We started the day at the Youth Rally in a massive stadium with nearly vertical floor to ceiling seating. On the large stage below, the Matt Maher Band played loud Christian music and got the thousands of teenagers to sing and chant along. The Rally included a testimony from keynote speaker Elizabeth McClung. She held the kids’ attention with her stories of sidewalk counseling in Austin, Texas. Afterward, came Bishop Loverde’s Mass.
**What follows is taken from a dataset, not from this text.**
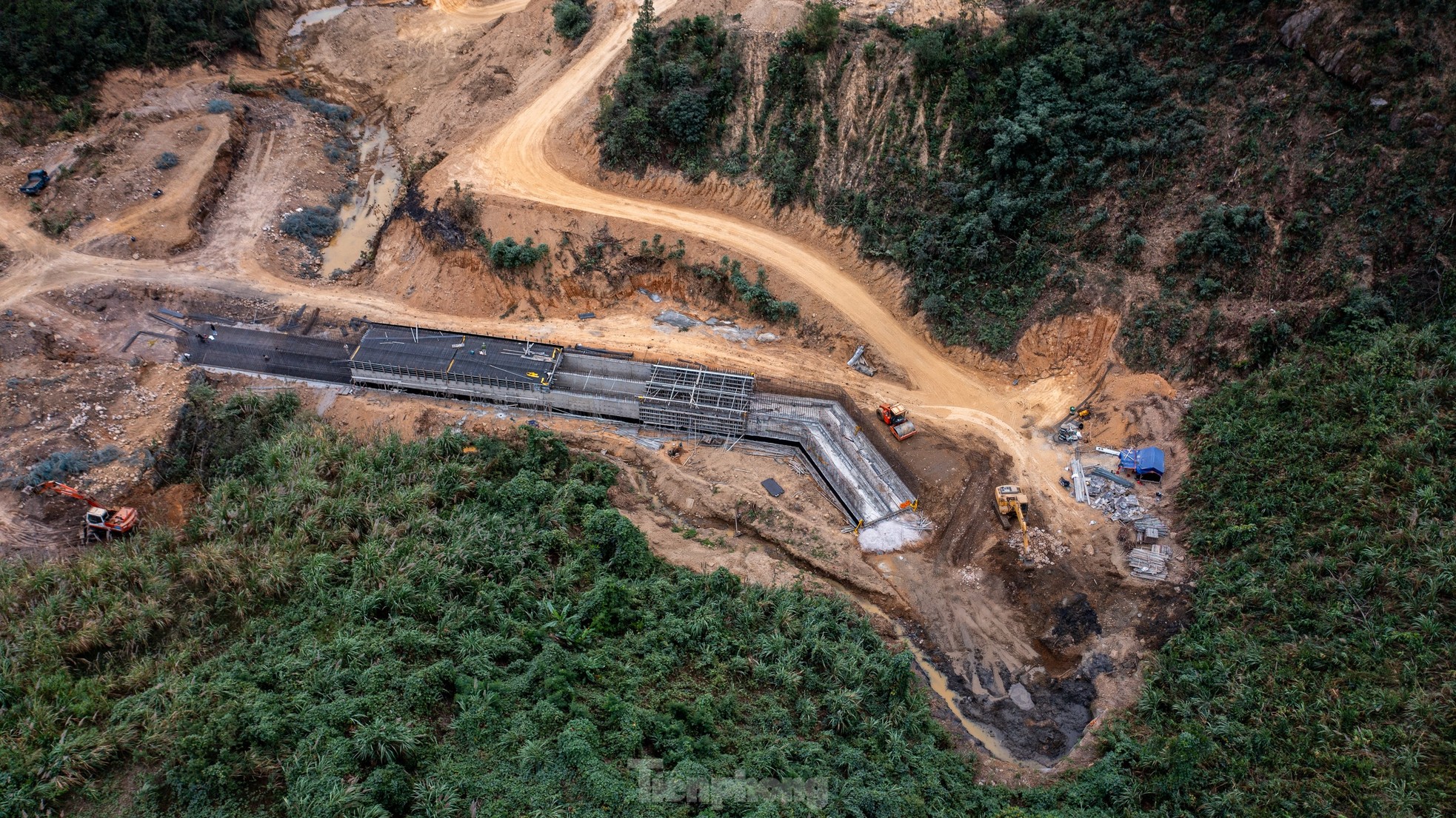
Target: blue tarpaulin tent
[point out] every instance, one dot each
(1145, 463)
As the line of priests and seminarians processed in, row after endless row of white robed men marching solemnly up the stage to bow before the altar, I stood in awe as I always do when I see so many people who have offered their entire lives in complete commitment to God’s service.
Although this was not my first time attending the March for Life, it was my first time chaperoning twenty eager and energetic middle-schoolers - the logistical issues of which kept me feeling very distant from the fifty-five million aborted children for whom I marched on this freezing day in Washington D.C. However, in the end, it was this rambunctious group that rekindled in me the meaning and purpose to this peaceful protest.
After the Rally, we drove our students to D.C. and waited on the mall for the March to start. (Brr!) As we joined up with the other marchers, I felt familiarity settle over me. The people and their cheers and banners were as consistent as last year and the year before - changing only in number.
As we walked through the cold and the crowd, the kids I kept a wary eye on slowly changed my attitude from ennui to renewed wonder. What was familiar to me was new to them and a reason to rejoice and cheer. So many people! So many pro-life proclamations! When we reached the top of the hill I turned around. Like every year, my breath caught at the sight of the multitude behind us. Pro-life marchers packed the street from side to side and though I could see down twenty blocks I couldn’t see where the crowd of marchers ended.
Five hundred thousand. The number was easy to say, but I could not fit that scope of people in my mind, even looking down at them from the top of the hill. So many people, so many individual lives all come together in one place - and each marcher represented more than one hundred children dead through abortion.
It is a strange but wonderful fact that though Roe v. Wade has cornered our laws for 40 years, I had to look hard to find a marcher that age or older. Most of the people were children - children speaking out for the children who cannot speak.
Truly, as one large banner proudly proclaimed, we are the Pro-Life generation.